Like so many service providers, Jaffe PR will have a booth at this year’s Legal Marketing Association conference in Orlando, Fla. For us, it allows our staff the opportunity to be on the conference floor, meeting potential clients, saying hello to existing clients and making ourselves known for what we do best — PR and marketing for law firms and legal organizations. A lot of thought and time goes into the booth sponsorship process, from setting the budget, booth size, display design, flow within the booth and the much-expected giveaway.
But trade shows and other similar marketing events are not just for vendors; they also can be an effective way for a law firm to showcase its services.
Is Event Marketing Right for Your Law Firm?
So is event marketing right for your law firm? Only if you choose the right show.
Attending a show that has no prospects can be a waste of time and resources for your firm and the attorneys who man the booth. That’s why you must do your research before signing up to be a sponsor. Ask the event organizer about the type and number of people or businesses that attend, what levels of sponsorship they are offering and what perks/benefits are part of that cost.

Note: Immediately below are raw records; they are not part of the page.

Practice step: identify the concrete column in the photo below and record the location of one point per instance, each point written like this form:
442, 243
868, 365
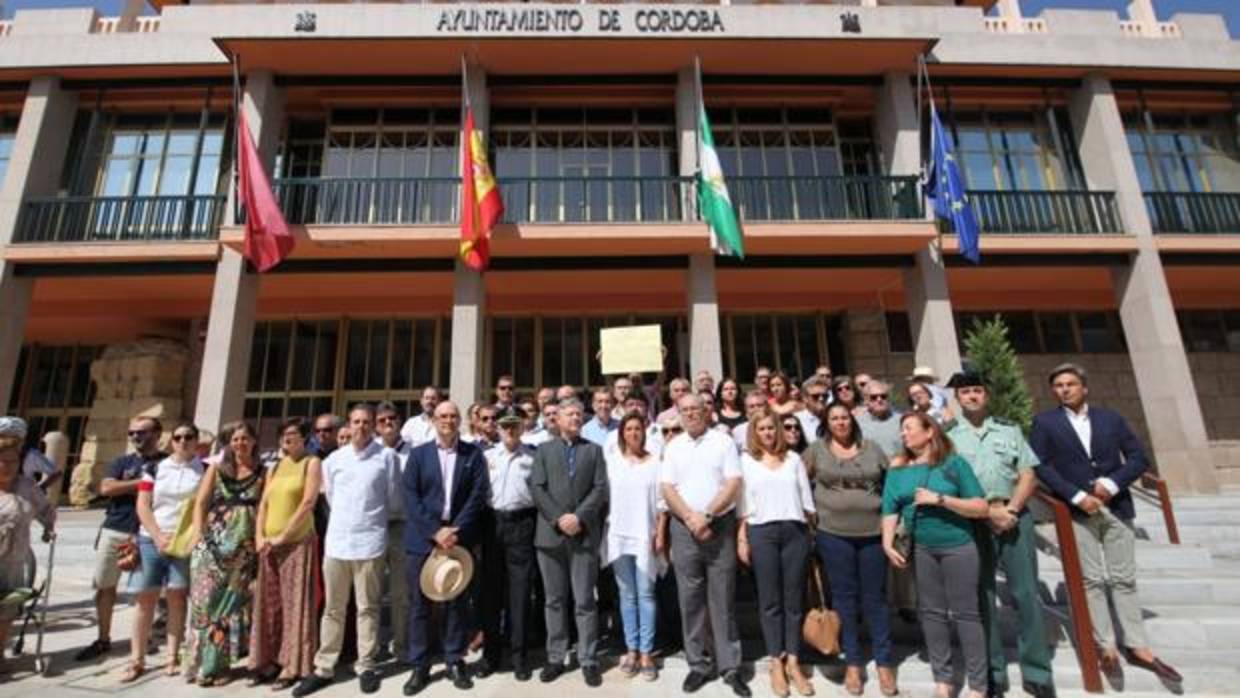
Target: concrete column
221, 396
925, 284
1164, 381
469, 289
35, 166
706, 349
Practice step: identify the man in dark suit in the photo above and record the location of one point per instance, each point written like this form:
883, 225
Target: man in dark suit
1089, 460
569, 486
445, 491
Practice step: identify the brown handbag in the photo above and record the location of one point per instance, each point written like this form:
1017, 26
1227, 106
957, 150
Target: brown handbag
821, 625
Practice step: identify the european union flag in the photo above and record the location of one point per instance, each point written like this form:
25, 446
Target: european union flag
946, 189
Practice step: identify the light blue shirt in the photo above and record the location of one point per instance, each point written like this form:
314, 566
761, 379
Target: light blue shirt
598, 433
360, 486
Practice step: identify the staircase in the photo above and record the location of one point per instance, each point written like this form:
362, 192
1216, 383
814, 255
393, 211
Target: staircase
1191, 595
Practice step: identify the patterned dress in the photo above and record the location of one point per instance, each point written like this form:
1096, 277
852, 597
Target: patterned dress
222, 570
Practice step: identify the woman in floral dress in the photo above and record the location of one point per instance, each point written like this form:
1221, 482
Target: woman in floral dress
223, 563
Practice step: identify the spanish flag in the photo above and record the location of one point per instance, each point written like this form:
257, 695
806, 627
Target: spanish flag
481, 205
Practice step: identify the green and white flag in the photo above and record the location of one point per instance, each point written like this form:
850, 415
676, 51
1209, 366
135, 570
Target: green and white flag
713, 200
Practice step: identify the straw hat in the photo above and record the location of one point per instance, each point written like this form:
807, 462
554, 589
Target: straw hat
447, 573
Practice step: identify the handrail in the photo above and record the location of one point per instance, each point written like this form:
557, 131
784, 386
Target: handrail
1074, 579
1162, 494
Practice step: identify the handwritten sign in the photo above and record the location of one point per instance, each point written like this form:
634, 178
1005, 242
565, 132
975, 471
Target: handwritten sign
631, 350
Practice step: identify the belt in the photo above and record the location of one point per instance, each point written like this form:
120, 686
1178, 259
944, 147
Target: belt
512, 515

Once you know the event details, choose the shows that will get you in front of your law firm’s core prospective clients. It might be an event for a chamber of commerce; civic group; a practice-specific conference, i.e., franchising, bankruptcy, IP, etc.; or something more client-specific, such as a convention for small businesses and entrepreneurs.
Remember too that you can often negotiate a better rate, additional features or extra conference tickets upfront. This is particularly true if you sign up early. Not only does this often give you a better choice of booth placement, but, if it is a popular event, you will have more negotiating power.

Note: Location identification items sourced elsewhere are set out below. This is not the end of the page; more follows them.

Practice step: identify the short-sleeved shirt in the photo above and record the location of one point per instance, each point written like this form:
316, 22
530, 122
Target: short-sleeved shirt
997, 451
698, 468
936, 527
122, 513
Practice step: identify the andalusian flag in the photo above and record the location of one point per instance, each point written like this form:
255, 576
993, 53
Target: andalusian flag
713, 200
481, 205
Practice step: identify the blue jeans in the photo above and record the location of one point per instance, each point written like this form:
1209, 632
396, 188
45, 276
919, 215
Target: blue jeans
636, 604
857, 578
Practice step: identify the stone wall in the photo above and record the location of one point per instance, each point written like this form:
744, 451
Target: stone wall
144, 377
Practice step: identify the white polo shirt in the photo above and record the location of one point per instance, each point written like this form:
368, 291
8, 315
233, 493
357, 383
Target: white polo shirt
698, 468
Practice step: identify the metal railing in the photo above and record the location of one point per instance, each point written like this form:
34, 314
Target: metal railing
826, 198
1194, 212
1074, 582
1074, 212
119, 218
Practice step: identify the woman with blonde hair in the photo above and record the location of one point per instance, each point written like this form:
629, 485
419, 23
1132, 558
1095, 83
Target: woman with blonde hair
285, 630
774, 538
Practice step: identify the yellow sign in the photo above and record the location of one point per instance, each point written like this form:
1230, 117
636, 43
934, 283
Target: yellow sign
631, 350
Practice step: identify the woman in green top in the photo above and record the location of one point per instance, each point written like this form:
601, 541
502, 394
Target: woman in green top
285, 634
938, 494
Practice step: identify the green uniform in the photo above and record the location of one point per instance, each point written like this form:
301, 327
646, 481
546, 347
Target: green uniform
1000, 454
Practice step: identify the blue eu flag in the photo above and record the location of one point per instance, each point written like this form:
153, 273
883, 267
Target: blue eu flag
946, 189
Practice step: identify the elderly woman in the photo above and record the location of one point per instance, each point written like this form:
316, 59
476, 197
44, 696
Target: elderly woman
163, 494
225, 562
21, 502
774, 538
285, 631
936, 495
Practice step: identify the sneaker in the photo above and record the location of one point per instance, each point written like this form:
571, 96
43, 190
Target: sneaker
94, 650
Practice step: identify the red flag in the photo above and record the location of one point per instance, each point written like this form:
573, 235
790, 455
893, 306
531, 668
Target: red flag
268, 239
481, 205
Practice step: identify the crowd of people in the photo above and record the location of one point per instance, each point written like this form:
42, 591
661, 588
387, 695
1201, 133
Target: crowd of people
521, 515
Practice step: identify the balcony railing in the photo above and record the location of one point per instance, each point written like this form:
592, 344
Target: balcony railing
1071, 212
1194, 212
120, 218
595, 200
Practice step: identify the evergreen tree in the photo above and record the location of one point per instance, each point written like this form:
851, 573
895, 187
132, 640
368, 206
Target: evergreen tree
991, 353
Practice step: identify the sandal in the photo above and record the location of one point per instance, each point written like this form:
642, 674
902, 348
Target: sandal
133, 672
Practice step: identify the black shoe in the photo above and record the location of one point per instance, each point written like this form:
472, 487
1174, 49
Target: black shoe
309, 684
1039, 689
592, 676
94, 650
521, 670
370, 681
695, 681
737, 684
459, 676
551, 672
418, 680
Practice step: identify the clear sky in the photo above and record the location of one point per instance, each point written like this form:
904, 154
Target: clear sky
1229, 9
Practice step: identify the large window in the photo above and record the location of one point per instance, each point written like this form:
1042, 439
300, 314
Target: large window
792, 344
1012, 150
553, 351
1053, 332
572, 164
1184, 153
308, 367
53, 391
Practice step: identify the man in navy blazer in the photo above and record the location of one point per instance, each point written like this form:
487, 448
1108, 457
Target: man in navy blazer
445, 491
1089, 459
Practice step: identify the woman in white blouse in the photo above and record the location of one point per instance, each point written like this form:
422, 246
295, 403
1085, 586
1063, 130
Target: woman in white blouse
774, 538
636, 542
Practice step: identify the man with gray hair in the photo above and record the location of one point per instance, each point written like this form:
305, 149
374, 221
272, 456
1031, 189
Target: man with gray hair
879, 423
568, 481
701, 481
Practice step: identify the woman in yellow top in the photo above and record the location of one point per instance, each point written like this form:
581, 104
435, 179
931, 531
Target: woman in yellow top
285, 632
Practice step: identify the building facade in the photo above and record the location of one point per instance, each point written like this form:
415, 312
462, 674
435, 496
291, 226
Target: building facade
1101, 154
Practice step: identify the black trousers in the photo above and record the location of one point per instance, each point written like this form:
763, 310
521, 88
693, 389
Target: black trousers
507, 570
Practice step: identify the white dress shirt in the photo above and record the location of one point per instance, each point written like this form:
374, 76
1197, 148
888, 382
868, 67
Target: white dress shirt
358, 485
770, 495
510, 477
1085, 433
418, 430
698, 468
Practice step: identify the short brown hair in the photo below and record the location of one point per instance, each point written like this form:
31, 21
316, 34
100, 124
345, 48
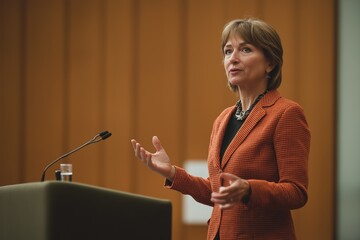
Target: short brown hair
263, 36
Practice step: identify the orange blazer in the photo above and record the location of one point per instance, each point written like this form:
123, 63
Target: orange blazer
271, 151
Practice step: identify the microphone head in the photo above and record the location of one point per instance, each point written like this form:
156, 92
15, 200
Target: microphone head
104, 135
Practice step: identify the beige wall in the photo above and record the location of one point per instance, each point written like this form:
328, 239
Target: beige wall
70, 69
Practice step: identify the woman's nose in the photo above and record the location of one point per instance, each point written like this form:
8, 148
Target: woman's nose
234, 58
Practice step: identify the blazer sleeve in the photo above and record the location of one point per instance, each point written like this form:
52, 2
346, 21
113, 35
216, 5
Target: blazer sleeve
197, 187
291, 145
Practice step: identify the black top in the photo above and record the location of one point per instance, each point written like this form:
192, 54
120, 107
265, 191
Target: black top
232, 128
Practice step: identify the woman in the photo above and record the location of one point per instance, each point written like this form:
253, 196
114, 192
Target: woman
258, 148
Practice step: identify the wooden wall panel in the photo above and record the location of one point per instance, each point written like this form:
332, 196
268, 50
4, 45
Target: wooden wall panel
117, 157
159, 77
85, 87
317, 89
11, 169
206, 81
43, 86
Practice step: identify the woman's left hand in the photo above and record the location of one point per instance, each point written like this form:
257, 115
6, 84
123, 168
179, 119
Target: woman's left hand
232, 192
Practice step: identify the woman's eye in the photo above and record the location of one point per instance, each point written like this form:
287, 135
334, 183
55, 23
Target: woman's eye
246, 50
227, 51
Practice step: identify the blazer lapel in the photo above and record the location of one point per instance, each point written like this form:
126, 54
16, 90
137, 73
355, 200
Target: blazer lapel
251, 121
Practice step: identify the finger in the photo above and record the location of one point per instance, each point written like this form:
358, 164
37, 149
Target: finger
133, 143
228, 177
156, 143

What Do You Need for the Event?
To get the most return on your trade show investment, preparation is key. Here are some of the top considerations you should have in mind as you plan your conference appearance.

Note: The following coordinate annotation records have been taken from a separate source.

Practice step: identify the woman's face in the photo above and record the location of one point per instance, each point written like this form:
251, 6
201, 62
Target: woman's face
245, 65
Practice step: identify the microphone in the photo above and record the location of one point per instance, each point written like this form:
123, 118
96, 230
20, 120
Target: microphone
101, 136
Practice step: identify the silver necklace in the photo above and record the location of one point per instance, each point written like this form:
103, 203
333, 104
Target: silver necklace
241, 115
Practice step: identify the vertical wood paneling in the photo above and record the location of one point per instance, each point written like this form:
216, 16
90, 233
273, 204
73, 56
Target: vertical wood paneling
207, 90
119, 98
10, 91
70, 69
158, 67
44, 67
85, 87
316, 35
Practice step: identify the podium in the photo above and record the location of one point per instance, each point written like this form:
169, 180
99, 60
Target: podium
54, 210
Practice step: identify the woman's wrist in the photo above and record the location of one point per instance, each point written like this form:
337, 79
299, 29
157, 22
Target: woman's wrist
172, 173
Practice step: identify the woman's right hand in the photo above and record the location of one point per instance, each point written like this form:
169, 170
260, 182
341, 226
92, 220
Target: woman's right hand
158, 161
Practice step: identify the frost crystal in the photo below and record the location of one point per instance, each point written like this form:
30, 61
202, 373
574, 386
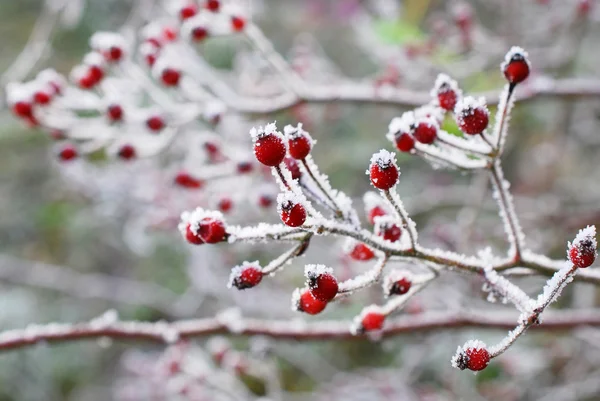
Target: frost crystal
384, 159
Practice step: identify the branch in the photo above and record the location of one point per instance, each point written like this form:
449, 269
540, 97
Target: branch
167, 333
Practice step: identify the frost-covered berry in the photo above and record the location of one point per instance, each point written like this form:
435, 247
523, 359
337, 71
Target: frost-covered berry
370, 319
397, 282
127, 152
188, 11
245, 276
114, 112
68, 153
472, 115
291, 210
299, 141
473, 356
238, 23
387, 228
321, 282
225, 204
304, 301
170, 76
22, 109
361, 252
185, 180
446, 91
269, 145
425, 130
582, 252
383, 170
155, 123
515, 66
292, 165
244, 167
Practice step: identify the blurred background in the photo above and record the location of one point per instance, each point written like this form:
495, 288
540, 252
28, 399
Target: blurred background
77, 239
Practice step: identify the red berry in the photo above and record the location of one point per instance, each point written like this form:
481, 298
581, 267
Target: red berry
127, 152
247, 275
269, 149
114, 54
322, 285
425, 131
292, 214
383, 171
472, 117
185, 180
447, 98
42, 97
405, 142
299, 146
199, 33
244, 167
155, 123
213, 5
265, 201
388, 230
68, 153
238, 23
191, 237
292, 165
375, 212
115, 112
225, 205
361, 252
400, 287
188, 11
372, 321
305, 302
170, 76
516, 69
23, 109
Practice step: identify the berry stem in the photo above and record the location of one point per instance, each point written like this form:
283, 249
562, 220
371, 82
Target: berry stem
394, 200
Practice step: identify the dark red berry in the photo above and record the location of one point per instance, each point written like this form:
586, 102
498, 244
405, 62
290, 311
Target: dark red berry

1. Your visual presentation
What you need in terms of visuals depends on the type of space the event is offering. Local events might only offer a room full of tables, while larger conferences might offer 10-by-10 booth spaces. You do not want to take a small tabletop unit to a large booth display, nor do you want to take a large floor unit to a table-only event.
If you attend multiple events per year, then purchasing your display becomes more cost-effective. There are a wealth of options in the display industry, so it is best to work with your agency or design firm to help guide you to develop a strategy for your firm to make sure your display meets your law firm branding guidelines.
2. Handouts, brochures and giveaways
Attendees have a tendency to pick up anything and everything. Stay away from the large glossy brochures. Instead, have quality materials ready for your key practice areas that are targeted to your audience, and can be mixed and matched on the fly. By having a simple, clear handout with a variety of supporting materials set aside, you can spend more time interacting with potential clients.
Many sponsors set out a takeaway item (often called SWAG, or Stuff We All Get, in the trade show industry), and it can go quickly. So make sure you try to get an idea from the event sponsor of the anticipated number of attendees. But more importantly, decide if having a takeaway is necessary at all. If your answer is yes, then having a unique item helps separate you from other attendees. While the choices are many, the item should be cost-effective and, most important of all, branded with your law firm's name/logo.
3. Prepare your staff/attorneys
The best people to represent your law firm are the attorneys and your experienced marketing/business development staff. To help these individuals prepare, provide a brief memo in advance that outlines what the show is about, the expected attendees and what your law firm is looking to accomplish.
Remind the booth staff to engage all booth traffic. This means not chatting on a cell phone or with the other staff in your booth.
Also discuss a dress code. (I would suggest professional business attire.) Ensure that the people manning the booth are outgoing and comfortable with engaging people. This is a key factor since you are there to develop business contacts.
What Are Other Trade Show Considerations?
While you are at the trade show, visit some of the other booths yourself to see what other law firms are doing and displaying, but only leave your booth if there is someone there to hold down the fort.
Also, if the event runs from 9 to 5, make sure you are there in advance with enough time to set up your space. And be ready for a rush when the doors open.
Finally, be sure to check your state’s ethics rules in regard to trade show participation!
Trade shows can be one of the biggest wastes of money. They can also be some of the most lucrative investments. Be sure to take a strategic approach as to whether this is the type of business development endeavor that will work for your law firm.